Because in the '80s, in the Eastern Bloc, you were allowed to infringe on patents even from the West, but not on patents from the USSR 😂
@cstross 100% off-topic, but when I was working in a pharma company back in my home country, people told me how when in 1990, the socialist economic system was switched to capitalism and the government became democratic, there were multiple processes that had to be re-engineered because they were a 100% copy of western patents, and later they had to prove that they don't use that old process anymore in court to be allowed to sell in western countries.
@nicemicro
> And as far as I know, most copyright lawyers expect "training an AI" as transformative.
Can you back up this claim?
I was under the impression that the debate on whether AI training falls under "fair use" hasn't reached a consesus yet.
@cstross @yaarur yes, it is true, and I have not seen any real legal analysis W.r.t. to UK or Canada law, so I can't comment on that.

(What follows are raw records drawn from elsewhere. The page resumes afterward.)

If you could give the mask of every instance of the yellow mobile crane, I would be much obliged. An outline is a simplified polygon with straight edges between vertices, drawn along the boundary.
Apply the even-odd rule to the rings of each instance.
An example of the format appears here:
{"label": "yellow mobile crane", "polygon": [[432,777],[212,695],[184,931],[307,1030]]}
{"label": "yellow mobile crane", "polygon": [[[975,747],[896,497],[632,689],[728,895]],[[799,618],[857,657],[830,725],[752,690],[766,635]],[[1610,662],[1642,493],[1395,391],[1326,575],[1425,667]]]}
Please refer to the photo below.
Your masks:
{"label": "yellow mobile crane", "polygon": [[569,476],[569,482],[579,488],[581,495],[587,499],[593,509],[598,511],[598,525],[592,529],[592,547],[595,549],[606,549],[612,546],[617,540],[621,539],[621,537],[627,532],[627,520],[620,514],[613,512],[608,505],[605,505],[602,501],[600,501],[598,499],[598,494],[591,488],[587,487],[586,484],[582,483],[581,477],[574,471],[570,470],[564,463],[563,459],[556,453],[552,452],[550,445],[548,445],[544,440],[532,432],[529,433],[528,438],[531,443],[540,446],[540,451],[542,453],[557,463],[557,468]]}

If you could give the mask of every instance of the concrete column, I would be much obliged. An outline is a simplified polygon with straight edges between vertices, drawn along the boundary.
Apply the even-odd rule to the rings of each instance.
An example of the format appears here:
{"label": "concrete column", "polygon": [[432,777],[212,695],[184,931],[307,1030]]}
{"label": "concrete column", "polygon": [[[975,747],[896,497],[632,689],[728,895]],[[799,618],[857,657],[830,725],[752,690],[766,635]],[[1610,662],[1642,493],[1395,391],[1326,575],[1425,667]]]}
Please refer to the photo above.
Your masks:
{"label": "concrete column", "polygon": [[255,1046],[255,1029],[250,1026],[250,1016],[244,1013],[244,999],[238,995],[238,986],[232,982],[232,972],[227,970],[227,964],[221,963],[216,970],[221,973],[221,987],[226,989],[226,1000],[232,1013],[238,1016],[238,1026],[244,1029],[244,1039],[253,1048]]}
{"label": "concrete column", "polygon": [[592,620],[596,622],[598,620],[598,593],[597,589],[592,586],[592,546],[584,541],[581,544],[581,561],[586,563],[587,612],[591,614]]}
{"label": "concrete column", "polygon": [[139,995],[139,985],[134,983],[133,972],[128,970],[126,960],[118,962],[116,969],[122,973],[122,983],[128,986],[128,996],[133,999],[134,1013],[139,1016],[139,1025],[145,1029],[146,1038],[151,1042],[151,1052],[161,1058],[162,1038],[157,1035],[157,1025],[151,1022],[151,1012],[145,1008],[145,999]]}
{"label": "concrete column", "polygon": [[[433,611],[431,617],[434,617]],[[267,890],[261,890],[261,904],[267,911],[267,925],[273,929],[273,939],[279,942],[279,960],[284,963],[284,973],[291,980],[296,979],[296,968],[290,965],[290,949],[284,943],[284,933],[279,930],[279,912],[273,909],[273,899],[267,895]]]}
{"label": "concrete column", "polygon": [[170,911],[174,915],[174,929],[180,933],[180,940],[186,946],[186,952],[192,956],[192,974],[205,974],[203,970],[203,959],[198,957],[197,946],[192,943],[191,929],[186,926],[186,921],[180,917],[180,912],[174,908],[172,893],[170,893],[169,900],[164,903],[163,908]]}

But if you published your work on a platform in America, and it was used to train an AI by a company seated in the USA, then I doubt that the British law will have much relevance in the case, as the US based AI company might argue, that by "exporting" your work to the states, it is governed by laws there.
but I'm not a lawyer, so I have no idea if this stands.
@cstross @yaarur last time I checked, downloading from pirate websites in good faith is not illegal. Sharing pirated stuff on websites is. This is why copyright trolls will upload their bait to torrent sites, because they can only have a legal case against you if you start seeding back the (i.e. distributing) the stuff you downloaded.
If you (or your publisher) end up suing them, I wish you good luck, and please let us know, because I'm honestly curious how such a case would be litigated.
@yaarur @cstross Sure, it is not a consensus, the one I read in detail was the one commissioned by the Free Software Foundation to analyze the legality of Microsoft's Copiot on Github.
Maybe saying "most" is not warranted, but I have not read or heard any serious analysis by actual lawyers which said "not fair use", but this just might be based on bias.
In this write-up, section "B" has the Fair Use part.
@cstross Then kill the industry, Mr. Clegg.
Your choice, really, is if you want it to be killed metaphorically or if you want a public uprising to make it literal.
My new company is going to go out of business if the law forces me to get permission to go into people's homes without permission and take their property.
@cstross Conservatism.
According to #wilhoitslaw, conservatism consists only of a single principle:
There should be an in-group which the law protects but does not bind, alongside an out-group which the law binds but does not protect.
There is no modernity, no enlightenment, no rule of law. It’s the old divine right of kings, unchanged by centuries.